L-Arabinose Alters the E. coli Transcriptome to Favor Biofilm Growth and Enhances Survival During Fluoroquinolone Stress

Abstract

Environmental conditions, including nutrient composition and temperature, influence biofilm formation and antibiotic resistance in Escherichia coli. Understanding how specific metabolites modulate these processes is critical for improving antimicrobial strategies. Here, we investigated the growth and composition of Escherichia coli in both planktonic and biofilm states in the presence of L-arabinose, with and without exposure to the fluoroquinolone antibiotic levofloxacin, at two temperatures: 28 and 37 °C. At both temperatures, L-arabinose increased the growth rate of planktonic E. coli but resulted in reduced total growth; concurrently, it enhanced biofilm growth at 37 °C. L-arabinose reduced the efficacy of levofloxacin and promoted growth in sub-minimum inhibitory concentrations (25 ng/mL). Transcriptomic analyses provided insight into the molecular basis of arabinose-mediated reduced susceptibility of E. coli to levofloxacin. We found that L-arabinose had a temperature- and state-dependent impact on the transcriptome. Using gene ontology overrepresentation analyses, we found that L-arabinose modulated the expression of many critical antibiotic resistance genes, including efflux pumps (ydeA, mdtH, mdtM), transporters (proVWX), and biofilm-related genes for external structures like pili (fimA) and curli (csgA, csgB). This study demonstrates a previously uncharacterized role for L-arabinose in modulating antibiotic resistance and biofilm-associated gene expression in E. coli and provides a foundation for additional exploration of sugar-mediated antibiotic sensitivity in bacterial biofilms.

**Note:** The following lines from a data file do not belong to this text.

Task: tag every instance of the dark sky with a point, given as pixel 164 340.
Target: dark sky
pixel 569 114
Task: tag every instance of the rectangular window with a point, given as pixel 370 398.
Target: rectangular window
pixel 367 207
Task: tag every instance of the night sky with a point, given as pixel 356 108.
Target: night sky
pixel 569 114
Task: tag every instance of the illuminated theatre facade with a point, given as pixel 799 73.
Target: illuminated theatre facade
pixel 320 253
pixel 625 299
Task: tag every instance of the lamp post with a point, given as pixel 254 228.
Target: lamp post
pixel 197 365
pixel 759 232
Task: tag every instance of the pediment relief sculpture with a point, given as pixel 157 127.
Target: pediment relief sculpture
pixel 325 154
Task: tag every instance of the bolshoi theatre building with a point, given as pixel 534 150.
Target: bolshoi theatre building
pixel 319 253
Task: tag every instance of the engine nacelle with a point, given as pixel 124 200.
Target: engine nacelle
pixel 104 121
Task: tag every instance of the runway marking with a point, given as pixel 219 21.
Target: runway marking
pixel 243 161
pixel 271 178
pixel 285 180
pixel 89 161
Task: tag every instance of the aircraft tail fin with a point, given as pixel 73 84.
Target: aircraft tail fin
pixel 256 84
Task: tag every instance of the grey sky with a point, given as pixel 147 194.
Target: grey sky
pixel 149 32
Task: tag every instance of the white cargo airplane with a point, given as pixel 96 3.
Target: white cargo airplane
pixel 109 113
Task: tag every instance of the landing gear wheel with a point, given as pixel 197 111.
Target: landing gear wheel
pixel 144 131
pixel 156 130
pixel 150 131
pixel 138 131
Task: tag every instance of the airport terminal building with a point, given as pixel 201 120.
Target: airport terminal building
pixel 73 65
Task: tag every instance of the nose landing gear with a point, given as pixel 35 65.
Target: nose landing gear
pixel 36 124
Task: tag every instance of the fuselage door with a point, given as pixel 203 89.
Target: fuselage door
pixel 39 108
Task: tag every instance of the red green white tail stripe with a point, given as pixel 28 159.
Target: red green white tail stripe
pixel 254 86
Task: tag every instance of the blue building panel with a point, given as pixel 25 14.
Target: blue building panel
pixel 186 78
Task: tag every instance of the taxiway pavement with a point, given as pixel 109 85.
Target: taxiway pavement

Keywords: E. coli; biofilm; fluoroquinolone; transcriptomics.

Figure 1

E. coli growth with arabinose and levofloxacin. Swimming cell growth was measured at (A) 28 °C and (B) 37 °C at 600 nm over 15 h. N = 3. (C) Biofilm was grown on glass wool over the course of 48 h and stained using crystal violet. Significance was determined using a two-way ANOVA with post hoc Tukey test and reported as ** p < 0.01 and * p < 0.05 compared to 0% sugar added.

Figure 2

Biofilm colony growth and morphology. (A) Representative images of biofilm colonies grown for 48 h at varied experimental conditions. Cartoon depicting our definition of the center of the biofilm colony versus the outer rim. (B) Total area measurements and (C) outer rim measurements of the biofilm colonies. Note that no outer rim could be determined for levofloxacin biofilm colonies at 28 °C. Significance was determined using a two-way ANOVA with a post hoc Tukey test.

Figure 3

Biofilm growth on agar. (A) Wet mass of biofilm formed after 48 h growth at indicated temperature. (B) Protein concentration of the EPS determined by bicinchoninic acid assay and normalized to wet biofilm mass. (C) Carbohydrate concentration of the EPS determined by phenol-sulfuric acid assay and normalized to wet biofilm mass. Statistical significance was determined by a two-way ANOVA with post hoc Tukey test.

Figure 4

RNA-seq transcriptomics. (A) Principal component analysis of eight experimental conditions with three biological replicates each (24 samples). (B) Venn diagram highlighting overlap of significantly differentially expressed genes (FC > 4, false discovery rate (FDR) < 0.01) for different conditions, scaled to overlap size.

Figure 5

Scatter plots of log₂ (Fold Change) values of DEGs for planktonic versus biofilm conditions in the presence of 0.5% (w/w) arabinose compared to control at (A) 37 °C and (B) 28 °C. Each point represents a DEG (FC > 4 and FDR < 0.01), notable genes are indicated by name.

Figure 6

Heat maps of log₂ (Fold Change) values for genes found in the (A) pilus (GO:0009289) and (B) antibiotic response (GO:0044667) gene ontology biological process categories. Hashed and faded cells represent genes that did not have significance as determined by our DESeq2 differential expression analysis cutoffs of log₂(FC) > 2 and p < 0.01.